Single by Pat Benatar

from the album Crimes of Passion
- B-side: "Never Wanna Leave You"
- Released: December 29, 1980
- Recorded: 1980
- Studio: Sound City Studios (Van Nuys, CA)
- Genre: Hard rock
- Length: 3:24
- Label: Chrysalis
- Songwriters: Doug Lubahn; Pat Benatar;
- Producer: Keith Olsen

Pat Benatar singles chronology
| "Hit Me with Your Best Shot" (1980) | "Treat Me Right" (1980) | "Fire and Ice" (1981) |

= Treat Me Right (song) =

"Treat Me Right" is a song by American singer Pat Benatar, released on December 29, 1980, as the third and final single from her second studio album, Crimes of Passion (1980). Produced by Keith Olsen, the song was written by Doug Lubahn and Benatar.
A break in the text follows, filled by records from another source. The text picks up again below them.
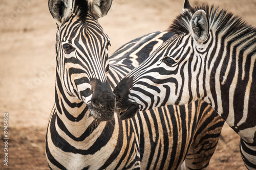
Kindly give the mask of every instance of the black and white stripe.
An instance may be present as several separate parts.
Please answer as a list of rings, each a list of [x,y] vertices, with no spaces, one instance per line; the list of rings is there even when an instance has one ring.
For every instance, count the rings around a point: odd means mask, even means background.
[[[205,103],[165,106],[124,121],[112,114],[111,85],[115,87],[173,34],[159,32],[140,37],[109,60],[109,39],[95,19],[99,13],[90,11],[95,9],[90,4],[100,1],[63,2],[49,3],[55,10],[60,7],[64,11],[60,16],[53,15],[59,19],[55,103],[46,137],[50,168],[176,169],[187,155],[188,167],[207,169],[224,122]],[[70,6],[75,11],[67,17],[65,8]],[[96,94],[98,101],[93,99]]]
[[[256,169],[256,29],[225,10],[186,0],[169,31],[176,35],[116,88],[129,99],[119,102],[146,110],[202,100],[241,137],[245,164]]]

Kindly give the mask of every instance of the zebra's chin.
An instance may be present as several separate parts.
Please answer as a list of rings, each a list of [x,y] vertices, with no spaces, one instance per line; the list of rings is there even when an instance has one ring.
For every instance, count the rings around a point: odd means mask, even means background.
[[[134,104],[132,104],[126,110],[120,113],[120,118],[121,120],[124,120],[133,117],[139,111],[139,105]]]
[[[88,104],[87,106],[90,115],[97,122],[109,121],[114,118],[114,109],[103,110],[93,107],[92,104]]]
[[[115,111],[120,112],[120,118],[124,120],[133,117],[139,111],[139,105],[129,101],[128,100],[118,100]]]

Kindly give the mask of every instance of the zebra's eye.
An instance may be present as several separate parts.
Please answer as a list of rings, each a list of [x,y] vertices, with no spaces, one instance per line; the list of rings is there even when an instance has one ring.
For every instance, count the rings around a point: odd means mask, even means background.
[[[63,49],[65,51],[65,53],[69,54],[74,51],[74,48],[70,44],[66,43],[63,45]]]
[[[176,62],[174,61],[173,59],[170,58],[169,57],[165,57],[163,59],[163,61],[164,63],[165,63],[166,65],[171,66],[173,64],[175,64]]]

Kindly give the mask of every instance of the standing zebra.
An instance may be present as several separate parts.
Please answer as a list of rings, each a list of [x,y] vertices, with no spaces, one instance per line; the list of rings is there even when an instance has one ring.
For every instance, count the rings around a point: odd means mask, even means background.
[[[46,137],[51,169],[207,169],[224,122],[205,103],[167,106],[121,121],[111,88],[173,35],[153,33],[119,48],[97,19],[112,1],[50,0],[57,22],[55,103]],[[109,72],[110,82],[107,79]]]
[[[176,35],[115,89],[129,108],[122,115],[203,100],[241,136],[244,162],[256,169],[256,29],[213,6],[185,1],[183,11],[169,29]]]

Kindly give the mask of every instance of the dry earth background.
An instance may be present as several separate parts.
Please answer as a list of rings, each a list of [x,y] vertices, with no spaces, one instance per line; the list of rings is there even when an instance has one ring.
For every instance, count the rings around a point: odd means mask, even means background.
[[[214,1],[190,0],[191,5]],[[256,0],[215,0],[214,4],[256,26]],[[112,54],[121,45],[166,30],[181,12],[183,0],[114,0],[99,22],[111,39]],[[48,169],[44,141],[54,103],[57,29],[47,0],[0,0],[0,169]],[[9,113],[8,166],[4,165],[4,113]],[[210,169],[245,169],[239,137],[227,126]]]

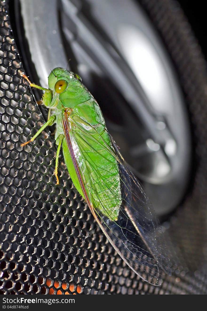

Record World described it as a "driving rocker" that has "furious guitar lines."

==Chart performance==
"Treat Me Right" peaked at number 18 on the U.S. Billboard Hot 100 and spent two weeks at number 10 on the Cash Box Top 100. The song also charted at number 31 on the U.S. Mainstream Rock chart and reached number 12 in Canada, where it was the 76th biggest hit of 1981.

===Weekly charts===

| Chart (1980–81) | Peak position |
|---|---|
| Canada Top Singles (RPM) | 12 |
| US Billboard Hot 100 | 18 |
| US Mainstream Rock (Billboard) | 31 |
| U.S. Cash Box Top 100 | 10 |

===Year-end charts===

| Chart (1981) | Rank |
|---|---|
| Canada | 76 |
| U.S. Cash Box | 66 |
| US Top Pop Singles (Billboard) | 83 |

==Cover versions==
- The song's co-writer, Doug Lubahn, also recorded the song with his own band, Riff Raff; it appeared on their 1981 album, Vinyl Futures.

==Popular culture==
- The song was included in the 1982 film and soundtrack to the Richard Gere film, An Officer and a Gentleman.